Like other externalities, pandemics ignore political boundaries. In a modern world of international travel, their containment is dependent on worldwide cooperation and adherence to protocol.
Second, response systems must be complemented by long- term preparedness in resources, facilities and expertise. The latest crisis has exposed gaps in preparedness among high-risk countries. Not all reactive measures can be immediately coordinated from the centre, but proactive measures can be adopted in advance. This involves training responders in universal protocols and monitoring capabilities before outbreaks occur. WHO, therefore, becomes a response enabler, coordinating efforts and enforcing baseline standards across affected regions.
A similar approach has been taken to address another global threat: terrorism. The International Civil Aviation Organisation establishes international standards in flight security and helps the national authorities improve compliance. The global standards programme for outbreak response, coordinated through WHO’s Global Outbreak and Response Network, evidently needs a critical revisitation. Measures should go deeper in supporting systemic reform in individual countries’ capacities.
Finally, surveillance is a critical component of any outbreak response, underscoring the necessity not only of monitoring systems (which many countries already have) but also of information sharing and analysis. However, many countries lack the sophisticated analytical capacity to fully understand the data they gather. Analysis should, therefore, be centrally coordinated and informed by the work of international experts at the forefront of research and practice. Even a partial lapse in the quality and interpretation of outbreak information can countervail good monitoring elsewhere.

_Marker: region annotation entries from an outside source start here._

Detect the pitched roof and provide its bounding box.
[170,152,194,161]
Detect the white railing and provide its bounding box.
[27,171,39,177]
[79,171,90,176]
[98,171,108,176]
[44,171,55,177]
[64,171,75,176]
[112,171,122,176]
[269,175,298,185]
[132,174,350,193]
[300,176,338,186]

According to Associate Professor Phua Kai Hong of the Lee Kuan Yew School of Public Policy, effective global pandemic response requires “the translation of science into operating systems through much stronger organisational structures to integrate both top-down and bottom-up levels”. Impolitic and infeasible though it may be to further empower multinational governance bodies, there are few alternatives. Nations and political leaders must suspend self-interest and cede some degree of strategic and operational control to a global response authority.
Despite some calls for a parallel agency, WHO is the only body with the resources, power and organisational apparatus to – after reforms – implement such a vision. Professor Tikki Pang of the LKY School argues that centralised coordination would benefit from WHO influence over the selection of regional directors, who are currently elected by regional member states.
Achieving the vision proposed here – response centralisation, preparedness standards and analytical capacity – will require strong leadership at the top of WHO and political will from regional directors and member states. According to Prof Phua, “WHO should forge a new mandate to mobilise more centralised funds and resources to strengthen and integrate the weakest links in its systems. It must go beyond its current passive role (and) towards building real capacity at the country level.”
The creation of a global response system, despite its seemingly authoritarian approach, is a fundamentally collaborative effort and nations must rally around a shared sense of responsibility for human life. However, transformative change may not be seriously considered until pandemics reach wealthy nations in significant numbers. At that point, it may be too late.
The first writer is Distinguished Visiting Professor at the Lee Kuan Yew School of Public Policy, National University of Singapore. The second is a doctoral candidate at the LKY School.